BUENOS AIRES, Argentina — The International Monetary Fund disbursed on Tuesday the first installment of Argentina's new $20 billion bailout after President Javier Milei removed most of Argentina's strict capital and currency controls. For years, the restrictions had set the official exchange rate and barred companies and individuals from moving money freely.
The reserves in the Central Bank of Argentina reached $36.8 billion on Tuesday, their highest in two years, the monetary authority said, giving Milei the firepower he'd needed to lift the controls.
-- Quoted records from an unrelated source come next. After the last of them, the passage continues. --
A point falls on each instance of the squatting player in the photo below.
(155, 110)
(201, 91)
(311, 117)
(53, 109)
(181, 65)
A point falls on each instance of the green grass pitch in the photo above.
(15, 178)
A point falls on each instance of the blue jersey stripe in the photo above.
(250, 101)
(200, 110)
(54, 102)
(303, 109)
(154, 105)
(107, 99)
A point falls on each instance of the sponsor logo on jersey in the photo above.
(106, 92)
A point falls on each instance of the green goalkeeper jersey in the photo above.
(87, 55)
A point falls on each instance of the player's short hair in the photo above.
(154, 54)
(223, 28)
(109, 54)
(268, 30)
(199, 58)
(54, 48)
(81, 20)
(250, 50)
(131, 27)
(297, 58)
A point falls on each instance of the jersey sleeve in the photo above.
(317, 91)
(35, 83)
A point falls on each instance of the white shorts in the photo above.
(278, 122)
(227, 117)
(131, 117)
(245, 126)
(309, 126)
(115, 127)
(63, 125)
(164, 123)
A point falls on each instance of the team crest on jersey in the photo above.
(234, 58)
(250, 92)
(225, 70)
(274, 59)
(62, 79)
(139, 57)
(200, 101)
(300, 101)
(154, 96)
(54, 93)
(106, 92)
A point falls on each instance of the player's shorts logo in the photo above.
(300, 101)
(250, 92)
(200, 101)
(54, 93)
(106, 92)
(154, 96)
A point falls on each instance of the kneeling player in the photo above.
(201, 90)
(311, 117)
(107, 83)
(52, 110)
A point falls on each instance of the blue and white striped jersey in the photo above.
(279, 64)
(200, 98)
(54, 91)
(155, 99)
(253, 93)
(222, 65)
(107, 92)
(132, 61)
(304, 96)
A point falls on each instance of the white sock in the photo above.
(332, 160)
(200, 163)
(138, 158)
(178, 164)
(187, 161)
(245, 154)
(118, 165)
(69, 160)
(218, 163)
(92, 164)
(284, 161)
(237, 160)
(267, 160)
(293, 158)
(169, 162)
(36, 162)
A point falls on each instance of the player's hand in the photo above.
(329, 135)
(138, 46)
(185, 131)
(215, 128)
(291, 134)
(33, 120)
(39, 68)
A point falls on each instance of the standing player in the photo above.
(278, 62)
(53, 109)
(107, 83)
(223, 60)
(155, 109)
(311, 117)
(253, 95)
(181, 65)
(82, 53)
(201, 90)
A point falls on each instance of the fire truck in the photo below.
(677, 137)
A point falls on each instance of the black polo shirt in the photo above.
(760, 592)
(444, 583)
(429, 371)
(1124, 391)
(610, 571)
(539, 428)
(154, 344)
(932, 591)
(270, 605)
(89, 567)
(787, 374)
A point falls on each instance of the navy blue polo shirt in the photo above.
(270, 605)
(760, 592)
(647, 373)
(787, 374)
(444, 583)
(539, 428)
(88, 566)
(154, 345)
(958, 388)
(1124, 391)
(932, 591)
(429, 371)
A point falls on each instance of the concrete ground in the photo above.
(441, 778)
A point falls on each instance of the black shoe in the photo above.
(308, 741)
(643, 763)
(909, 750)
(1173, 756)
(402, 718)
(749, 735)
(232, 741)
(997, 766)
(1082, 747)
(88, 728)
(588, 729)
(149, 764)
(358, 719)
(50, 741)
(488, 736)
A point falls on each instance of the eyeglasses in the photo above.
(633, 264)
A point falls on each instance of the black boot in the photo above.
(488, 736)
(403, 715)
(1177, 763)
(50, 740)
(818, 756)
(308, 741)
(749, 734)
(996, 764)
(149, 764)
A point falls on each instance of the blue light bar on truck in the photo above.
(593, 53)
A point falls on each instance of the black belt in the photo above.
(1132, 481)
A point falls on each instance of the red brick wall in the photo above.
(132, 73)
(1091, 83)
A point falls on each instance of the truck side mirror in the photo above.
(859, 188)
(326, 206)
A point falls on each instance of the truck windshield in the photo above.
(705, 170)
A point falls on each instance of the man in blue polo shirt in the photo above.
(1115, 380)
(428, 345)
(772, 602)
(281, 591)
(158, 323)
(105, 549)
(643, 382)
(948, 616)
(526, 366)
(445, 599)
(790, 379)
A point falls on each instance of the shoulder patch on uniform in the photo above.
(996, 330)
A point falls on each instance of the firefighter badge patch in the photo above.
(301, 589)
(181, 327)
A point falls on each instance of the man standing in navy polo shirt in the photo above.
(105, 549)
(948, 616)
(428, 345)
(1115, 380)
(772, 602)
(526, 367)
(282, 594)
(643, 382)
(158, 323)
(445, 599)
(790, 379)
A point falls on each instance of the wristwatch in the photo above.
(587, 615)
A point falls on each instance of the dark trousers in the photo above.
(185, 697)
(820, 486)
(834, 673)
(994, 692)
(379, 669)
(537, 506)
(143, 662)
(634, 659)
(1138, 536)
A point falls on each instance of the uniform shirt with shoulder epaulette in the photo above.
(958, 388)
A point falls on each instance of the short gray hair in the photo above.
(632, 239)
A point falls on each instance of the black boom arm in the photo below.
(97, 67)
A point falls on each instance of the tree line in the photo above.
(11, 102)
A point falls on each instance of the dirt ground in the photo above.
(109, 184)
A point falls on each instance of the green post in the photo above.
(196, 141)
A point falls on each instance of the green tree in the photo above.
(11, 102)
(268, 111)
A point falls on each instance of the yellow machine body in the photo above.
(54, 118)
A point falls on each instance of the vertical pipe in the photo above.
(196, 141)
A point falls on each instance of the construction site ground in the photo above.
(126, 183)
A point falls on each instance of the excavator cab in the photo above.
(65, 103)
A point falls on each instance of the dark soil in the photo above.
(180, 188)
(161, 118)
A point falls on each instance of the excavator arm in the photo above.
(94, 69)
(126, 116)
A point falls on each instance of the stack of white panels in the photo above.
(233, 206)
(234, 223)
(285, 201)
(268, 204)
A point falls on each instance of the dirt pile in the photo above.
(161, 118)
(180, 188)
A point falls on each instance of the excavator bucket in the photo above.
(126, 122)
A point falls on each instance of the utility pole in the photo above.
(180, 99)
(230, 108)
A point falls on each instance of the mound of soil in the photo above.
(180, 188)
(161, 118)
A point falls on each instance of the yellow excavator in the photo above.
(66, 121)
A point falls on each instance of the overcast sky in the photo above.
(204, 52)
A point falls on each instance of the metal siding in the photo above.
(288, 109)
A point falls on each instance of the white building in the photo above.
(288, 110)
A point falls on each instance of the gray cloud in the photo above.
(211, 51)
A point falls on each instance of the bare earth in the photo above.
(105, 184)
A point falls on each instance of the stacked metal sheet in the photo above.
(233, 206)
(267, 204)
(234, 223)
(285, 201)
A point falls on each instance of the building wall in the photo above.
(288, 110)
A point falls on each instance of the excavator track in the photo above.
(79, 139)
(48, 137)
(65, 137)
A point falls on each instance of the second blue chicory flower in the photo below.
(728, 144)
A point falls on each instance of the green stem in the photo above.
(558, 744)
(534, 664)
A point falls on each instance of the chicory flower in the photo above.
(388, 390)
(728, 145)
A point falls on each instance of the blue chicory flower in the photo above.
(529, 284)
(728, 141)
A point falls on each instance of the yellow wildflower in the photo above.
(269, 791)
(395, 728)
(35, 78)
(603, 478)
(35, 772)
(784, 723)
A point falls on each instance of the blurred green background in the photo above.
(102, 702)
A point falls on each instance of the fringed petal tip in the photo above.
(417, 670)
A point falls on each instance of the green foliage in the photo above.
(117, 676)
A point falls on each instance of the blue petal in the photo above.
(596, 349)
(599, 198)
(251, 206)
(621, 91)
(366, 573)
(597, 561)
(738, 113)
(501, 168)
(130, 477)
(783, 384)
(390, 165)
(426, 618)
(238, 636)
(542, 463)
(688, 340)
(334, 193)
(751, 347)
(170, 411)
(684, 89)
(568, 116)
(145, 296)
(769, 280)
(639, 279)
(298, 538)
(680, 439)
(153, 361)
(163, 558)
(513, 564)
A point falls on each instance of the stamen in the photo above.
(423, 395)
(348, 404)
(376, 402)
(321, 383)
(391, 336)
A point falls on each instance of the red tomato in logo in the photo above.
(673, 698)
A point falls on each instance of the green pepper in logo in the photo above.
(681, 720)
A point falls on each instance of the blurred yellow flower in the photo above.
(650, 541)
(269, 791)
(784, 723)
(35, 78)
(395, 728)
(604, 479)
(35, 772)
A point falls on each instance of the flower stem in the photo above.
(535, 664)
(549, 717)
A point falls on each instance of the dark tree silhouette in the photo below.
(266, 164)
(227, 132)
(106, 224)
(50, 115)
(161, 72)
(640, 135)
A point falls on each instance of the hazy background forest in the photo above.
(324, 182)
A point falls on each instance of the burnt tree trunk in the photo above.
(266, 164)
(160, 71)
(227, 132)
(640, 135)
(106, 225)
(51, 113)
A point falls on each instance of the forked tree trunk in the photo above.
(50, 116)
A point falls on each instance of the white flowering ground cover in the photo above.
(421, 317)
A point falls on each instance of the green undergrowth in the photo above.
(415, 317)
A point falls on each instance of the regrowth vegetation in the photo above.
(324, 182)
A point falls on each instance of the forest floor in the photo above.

The injection of fresh funds started the clock on Milei's high-stakes gamble to unwind a highly distorted currency market and steer the nation's notoriously volatile economy toward the revival he'd promised would follow the pain of austerity.
At a news conference beside visiting U.S. Treasury Secretary Scott Bessent, Milei was ebullient as he proclaimed on Monday, when the controls lifted, the Argentine version of President Donald Trump's ''Liberation Day.''
''After 15 years of capital controls, we have cast off the anvil to which we were chained,'' he said.
Argentines have been scrambling to understand what this means for them, their radical libertarian president and the wider world.
What are currency controls?
First implemented in 2011 during the populist administration of then-President Cristina Fernández de Kirchner, the half-dozen critical regulations limit access to foreign currency as a safeguard against capital flight.
Until Monday, the restrictions — popularly known as ''el cepo'' or ''the trap" — made it almost impossible for companies to send profits abroad and for Argentines to purchase dollars. Foreign investment dried up. The central bank burned through its precious currency reserves to shore up the peso, creating multiple exchange rates and a vast black market.